Mom looked unimaginably frail and parched. A woman with blond hair held Mom’s hand in both of hers while an aide dribbled sugar water from a dropper onto Mom’s lips, making rivulets of the deeper wrinkles on her chin. I noticed Mom’s buddy and fellow resident Pat standing vigil at the foot of the bed, clutching her ever-present purse. I now recognized the blond woman, Colleen Burke, whom I’d met not long after she’d taken charge of the unit.
“Hey, green eyes,” she said to Mom, “look who’s here.” My mother turned her head weakly and gave me that goofy Alzheimer’s grin that had taken so much getting used to. The movement caused more sugar water to run down her chin as she made a sound that substituted for “Hi.”
The hospice nurse and a social worker slipped in. Mom’s eyes brightened. “Hi, Estelle,” whispered the nurse. Mom waved as if she were in a parade.
For an instant, I felt like an intruder. My mom had always been so profoundly devoted to her family. Yet here she was, surrounded mostly by young strangers. Dying.

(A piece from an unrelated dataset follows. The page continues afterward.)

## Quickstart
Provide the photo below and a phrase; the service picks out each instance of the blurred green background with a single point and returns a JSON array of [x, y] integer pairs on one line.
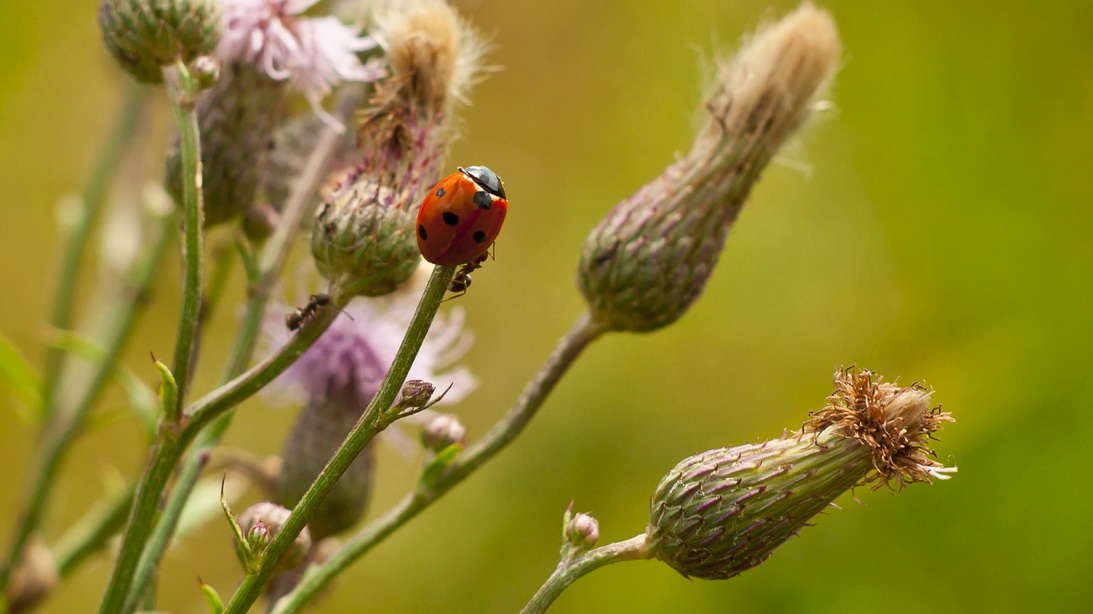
[[938, 233]]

I made myself go forward into the soft light. Colleen transferred Mom’s hand to mine. Her grip was surprisingly strong, and she was pulling me closer even as she closed her eyes. I knew then that I was exactly where I was supposed to be, at the moment that was meant to be, surrounded by my mother’s new family, the people who cared for her on a daily, hourly basis. The people I needed almost as much as Mom did. They were not strangers but helpers, angels in their own right, sent to help carry Mom home.